How I Learned to Treat My Bias

...Then I wondered: When I walk into a room, how do I see my patients? For the next few days I observed myself whenever I entered a hospital room to see a new patient. To my surprise, I realized that in the initial glance I viewed patients as an “elderly black man" or a “Hispanic worker" — and all the baggage that comes with their race, gender and ethnicity. My prejudices had kicked in.

Unfortunately, the entire health system sees patients by race, gender and ethnicity, and it has a profound effect on how care is delivered. The Institute of Medicine in its 2002 report “Unequal Treatment" cited some provocative statistics. Black patients, for example, tend to receive lower-quality care for cancer, heart disease, HIV, diabetes and other illnesses. Black men are 40 percent more likely to die of cancer than white men. These differences often persist even after accounting for age, severity of illness and delays in seeking treatment among different groups. How can this happen in America in 2007? ....

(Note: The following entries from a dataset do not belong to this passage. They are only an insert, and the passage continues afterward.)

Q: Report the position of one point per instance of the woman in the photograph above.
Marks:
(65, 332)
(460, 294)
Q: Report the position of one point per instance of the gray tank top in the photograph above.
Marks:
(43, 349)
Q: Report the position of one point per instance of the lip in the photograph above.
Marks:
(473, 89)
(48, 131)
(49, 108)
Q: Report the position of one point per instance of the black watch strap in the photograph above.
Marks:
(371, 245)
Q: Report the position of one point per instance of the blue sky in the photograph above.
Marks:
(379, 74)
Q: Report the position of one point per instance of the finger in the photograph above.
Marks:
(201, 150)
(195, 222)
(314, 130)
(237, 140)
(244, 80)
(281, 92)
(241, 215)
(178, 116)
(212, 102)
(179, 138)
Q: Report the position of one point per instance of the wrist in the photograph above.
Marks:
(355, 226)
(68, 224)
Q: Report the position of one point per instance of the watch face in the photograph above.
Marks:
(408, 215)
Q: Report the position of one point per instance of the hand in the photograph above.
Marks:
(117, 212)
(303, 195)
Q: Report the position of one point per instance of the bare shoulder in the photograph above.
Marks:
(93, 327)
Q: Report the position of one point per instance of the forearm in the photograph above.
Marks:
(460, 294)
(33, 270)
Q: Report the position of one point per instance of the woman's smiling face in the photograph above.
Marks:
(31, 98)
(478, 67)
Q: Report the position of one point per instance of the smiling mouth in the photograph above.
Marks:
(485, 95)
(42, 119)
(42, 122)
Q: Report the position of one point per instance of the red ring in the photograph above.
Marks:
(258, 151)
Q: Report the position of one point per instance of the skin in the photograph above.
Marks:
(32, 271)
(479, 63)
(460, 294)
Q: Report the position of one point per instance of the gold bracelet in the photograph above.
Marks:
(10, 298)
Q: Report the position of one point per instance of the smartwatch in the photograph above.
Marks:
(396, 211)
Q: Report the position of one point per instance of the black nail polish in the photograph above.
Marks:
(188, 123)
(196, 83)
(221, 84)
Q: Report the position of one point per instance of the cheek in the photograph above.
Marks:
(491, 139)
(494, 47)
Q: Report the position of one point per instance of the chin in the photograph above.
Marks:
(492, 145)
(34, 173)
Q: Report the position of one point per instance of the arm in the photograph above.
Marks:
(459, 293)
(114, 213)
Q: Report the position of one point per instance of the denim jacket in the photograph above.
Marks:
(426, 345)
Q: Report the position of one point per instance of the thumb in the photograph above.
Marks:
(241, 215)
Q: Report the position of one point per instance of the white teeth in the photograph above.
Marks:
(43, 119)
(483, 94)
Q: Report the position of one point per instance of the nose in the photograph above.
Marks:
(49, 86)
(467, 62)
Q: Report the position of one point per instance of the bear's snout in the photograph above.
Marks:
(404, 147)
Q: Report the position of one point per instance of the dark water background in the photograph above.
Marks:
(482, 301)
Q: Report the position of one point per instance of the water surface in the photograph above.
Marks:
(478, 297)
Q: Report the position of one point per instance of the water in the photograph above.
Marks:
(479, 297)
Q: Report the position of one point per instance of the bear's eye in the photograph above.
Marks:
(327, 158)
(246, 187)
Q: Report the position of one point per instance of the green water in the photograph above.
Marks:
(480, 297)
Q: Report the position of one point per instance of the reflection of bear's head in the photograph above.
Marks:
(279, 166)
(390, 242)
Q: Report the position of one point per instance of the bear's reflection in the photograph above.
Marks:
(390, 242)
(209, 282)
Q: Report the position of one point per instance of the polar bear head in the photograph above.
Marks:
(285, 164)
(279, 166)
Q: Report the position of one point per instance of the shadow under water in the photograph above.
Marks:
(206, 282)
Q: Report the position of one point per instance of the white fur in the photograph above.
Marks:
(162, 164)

[E]ven though I believe that I do not judge people based on stereotypes, the data show it is very likely that I do.... my stereotypes probably guide my expectations and handling of the patient, resulting in a self-fulfilling prophecy....

It is painful to write these things. As health-care workers we try to be unbiased in our delivery of care. Once I became aware of how I thought when I encountered patients, I was able to start changing.... As a society we can overcome prejudices in health care by facing our tendency to stereotype....

He closed with a powerful suggestion for all of us. “The next time you see a worker at a fast-food restaurant, ask yourself: What stereotypes did your mind automatically activate?

Awareness is the first step to change.”